Juan Fernández Pacheco y Téllez Girón, 1st Duke of Escalona (1419 in Belmonte – 1 October 1474 in Trujillo), was a Castilian noble of Portuguese descent[1] who rose to power in the last years of the reign of Juan II of Castile and came to dominate the government of Castile during the reign of his son and successor Henry IV of Castile. Created The 1st Duke of Escalona in 1472,[2] his other titles included, among others, Marquess of Villena[3] and Master of the Order of Santiago.[4] Between 1445 and 1472, he was styled as El Marqués de Villena (The Marquess of Villena).

Biography[edit]

Juan Pacheco was the son of Alfonso Téllez Girón y Vázquez de Acuña, and María Pacheco (the daughter of Juan Fernández Pacheco, first lord of Belmonte, and Agnes Téllez de Meneses). The family, of Portuguese nobility, had been exiled to Castile after the battle of Aljubarrota (1385),[5] and counted, among its main possessions in Belmonte, the Alcázar, built by Prince Don Juan Manuel, and later the Castle of Belmonte, built by Pacheco in 1456 after becoming Marquess of Villena.[5][6] The close relationship of the Pacheco family and the Castilian Crown is evidenced, for example, in the fact that Pacheco's childhood playmate was Henry IV of Castile. In his youth, he served as a page to Àlvaro de Luna, who later brought him to court to serve Prince Henry.

Pacheco became the prince's confidant, and this friendship would continue when his master became king Henry IV of Castile. Pacheco intervened in major political decisions.[7] In January 1442, aged 22, he had reached the office of chamberlain of the prince, the highest position in the house of the heir after the steward, a dignity still in the hands of the constable Álvaro de Luna. That same year he joined the lordship of Moguer via his marriage to María Portocarrero, who had an important legacy, which was later lost.[5]

Pacheco was created The Marquess of Villena (Spanish: El Marqués de Villena), the first title of marquess conferred by a Castilian monarch, in 1445 after the first Battle of Olmedo.[8] He negotiated the title of Master of the Order of Calatrava for his brother, Pedro Girón.[9] In the conflict that arose soon after between King John II of Castile and Prince Henry, Pacheco mediated on behalf of the prince, taking Álvaro de Luna as a mediator for the king. The agreement would benefit both mediators.[citation needed]

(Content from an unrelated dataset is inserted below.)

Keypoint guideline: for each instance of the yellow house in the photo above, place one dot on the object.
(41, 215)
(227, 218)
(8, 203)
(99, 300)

Other titles earned by Pacheco would include Adelantado of Castile from 1451 to 1456, and of Merino Mayor of Asturias from 1461 to 1462. He was also made Master of the Order of Santiago in 1467 by Prince Alfonso,[10] who had been proclaimed king by some Castilian nobles in the Farce of Ávila.[clarification needed][citation needed]

In 1463, in Bayonne, Pacheco offered his services to France. With this alliance, France encircled its enemy, the kingdom of Aragón. In gratitude, Louis XI promised the hand of his daughter, Joanna, to the youngest son of Pacheco, Pedro de Portocarrero. The Aragonese king's reaction was to win the friendship of Castile and void the Castilian-French alliance, promising his son Fernando to Pacheco's daughter, Beatriz.[11]

In 1466, Pacheco's nephew, Rodrigo Téllez Girón, was elected Master of the Order of Calatrava. Being a minor, Pacheco would be his tutor, giving him the post of coadjutor of the order in 1469. As such, he would have the same powers as the masters had, except in spiritual matters, which should be delegated to persons belonging to the order. Writers of the period claimed he was Master of Calatrava, in addition to Master of Santiago.[10]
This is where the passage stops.